Internet giant Yahoo launches new antispam tools for its Web-based e-mail service as part of an ongoing effort to curb the Internet's most reviled by-product.

Jim Hu Staff Writer, CNET News.com
Jim Hu
covers home broadband services and the Net's portal giants.
Jim Hu
2 min read
Yahoo on Monday launched new antispam tools for its Web-based e-mail service as part of an ongoing effort to curb the Internet's most reviled by-product.

The Web portal said that as a way to protect their personal Yahoo Mail address from spammers, subscription e-mail customers will be able to set up dummy e-mail addresses for use when entering personal information at Web sites.

For example, if a subscriber wants to register for a book club, he or she can do so using a different Yahoo e-mail address, such as user-bookclub@yahoo.com. Any message sent to the fake address is sent to the user's primary e-mail account, but if the user notices lots of spam, Web parlance for unsolicited bulk e-mail, he or she can delete the address.

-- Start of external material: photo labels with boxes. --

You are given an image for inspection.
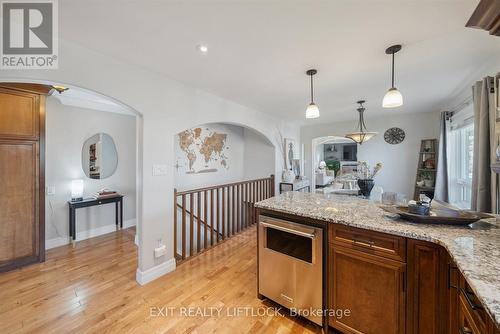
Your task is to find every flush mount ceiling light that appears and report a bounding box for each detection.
[52,85,69,94]
[345,100,377,145]
[382,44,403,108]
[306,69,319,118]
[196,44,208,54]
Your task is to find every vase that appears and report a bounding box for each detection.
[281,169,295,183]
[358,179,375,198]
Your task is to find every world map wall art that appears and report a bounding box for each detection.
[178,127,229,174]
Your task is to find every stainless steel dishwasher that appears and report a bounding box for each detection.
[258,215,323,326]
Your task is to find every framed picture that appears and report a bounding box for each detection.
[285,138,300,170]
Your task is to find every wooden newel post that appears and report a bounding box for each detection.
[174,188,177,259]
[271,174,276,197]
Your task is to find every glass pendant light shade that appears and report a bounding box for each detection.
[382,87,403,108]
[306,103,319,118]
[345,132,377,145]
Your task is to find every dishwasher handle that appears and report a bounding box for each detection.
[260,221,316,239]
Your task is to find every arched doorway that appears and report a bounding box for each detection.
[0,79,142,274]
[174,123,276,261]
[311,136,356,188]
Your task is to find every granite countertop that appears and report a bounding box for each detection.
[255,192,500,327]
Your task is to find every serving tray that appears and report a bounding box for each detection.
[381,205,494,225]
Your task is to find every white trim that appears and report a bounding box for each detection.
[45,237,69,250]
[135,258,176,285]
[45,218,136,250]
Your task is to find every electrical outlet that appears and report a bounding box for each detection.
[155,245,167,258]
[153,165,168,176]
[46,186,56,196]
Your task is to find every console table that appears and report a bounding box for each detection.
[68,195,123,242]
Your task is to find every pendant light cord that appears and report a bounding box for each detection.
[311,74,314,103]
[392,49,394,88]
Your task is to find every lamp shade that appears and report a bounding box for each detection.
[306,103,319,118]
[345,132,377,145]
[71,180,83,201]
[382,87,403,108]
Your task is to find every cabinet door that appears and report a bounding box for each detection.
[407,239,449,334]
[329,244,406,334]
[0,140,40,271]
[0,87,40,140]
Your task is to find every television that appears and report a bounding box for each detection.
[324,143,358,161]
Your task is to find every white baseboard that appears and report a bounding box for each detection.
[45,218,136,249]
[135,258,175,285]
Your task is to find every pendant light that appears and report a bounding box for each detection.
[345,100,377,145]
[382,44,403,108]
[306,69,319,118]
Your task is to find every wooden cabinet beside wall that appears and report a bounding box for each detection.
[0,83,50,272]
[327,224,499,334]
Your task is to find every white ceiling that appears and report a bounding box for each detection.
[51,85,136,116]
[59,0,500,124]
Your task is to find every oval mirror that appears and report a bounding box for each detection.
[82,133,118,179]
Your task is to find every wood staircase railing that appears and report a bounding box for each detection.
[174,175,275,263]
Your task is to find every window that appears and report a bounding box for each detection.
[448,118,474,209]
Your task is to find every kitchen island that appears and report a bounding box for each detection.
[256,192,500,334]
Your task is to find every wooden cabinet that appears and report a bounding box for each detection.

Yahoo also said it will offer an improved spam guard for its subscription e-mail service. Yahoo Mail Plus costs $29.99 a year for more features and more e-mail storage than its free version. The company launched an antispam resource center for all of its e-mail customers.

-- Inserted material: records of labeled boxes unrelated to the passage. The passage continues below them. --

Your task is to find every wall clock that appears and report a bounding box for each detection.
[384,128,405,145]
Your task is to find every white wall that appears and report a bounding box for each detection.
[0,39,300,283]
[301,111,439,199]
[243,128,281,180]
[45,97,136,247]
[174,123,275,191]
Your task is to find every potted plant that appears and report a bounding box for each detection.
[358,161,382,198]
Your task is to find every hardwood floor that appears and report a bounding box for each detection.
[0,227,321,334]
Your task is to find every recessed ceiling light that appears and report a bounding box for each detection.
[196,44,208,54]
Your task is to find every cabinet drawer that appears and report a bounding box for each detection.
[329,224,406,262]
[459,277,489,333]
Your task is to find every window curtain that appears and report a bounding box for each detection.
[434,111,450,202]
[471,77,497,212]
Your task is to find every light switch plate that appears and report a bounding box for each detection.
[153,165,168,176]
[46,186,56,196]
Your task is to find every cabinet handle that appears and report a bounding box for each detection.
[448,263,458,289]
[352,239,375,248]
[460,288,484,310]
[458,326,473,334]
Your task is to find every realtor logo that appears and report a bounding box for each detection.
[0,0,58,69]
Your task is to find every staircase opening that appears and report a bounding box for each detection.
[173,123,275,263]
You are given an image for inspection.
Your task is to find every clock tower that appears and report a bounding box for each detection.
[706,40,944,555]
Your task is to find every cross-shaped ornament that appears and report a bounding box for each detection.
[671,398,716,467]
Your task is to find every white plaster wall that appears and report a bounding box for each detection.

Spam has become a massive problem for Internet access providers, corporations and e-mail providers. The companies are forced to spend heavily on resources to prevent unwanted solicitations from clogging in-boxes and choking their services.

But consumers are the biggest victims of spam, and many e-mail providers, including Yahoo, Microsoft's MSN and America Online have waged a public war against the phenomenon. AOL has won lawsuits against accused spammers and lobbied for antispam legislation.

At the same time, spam-filtering efforts have backfired on occasion. AOL has accidentally blocked some broadband subscribers for mistakenly identifying their e-mails as spam.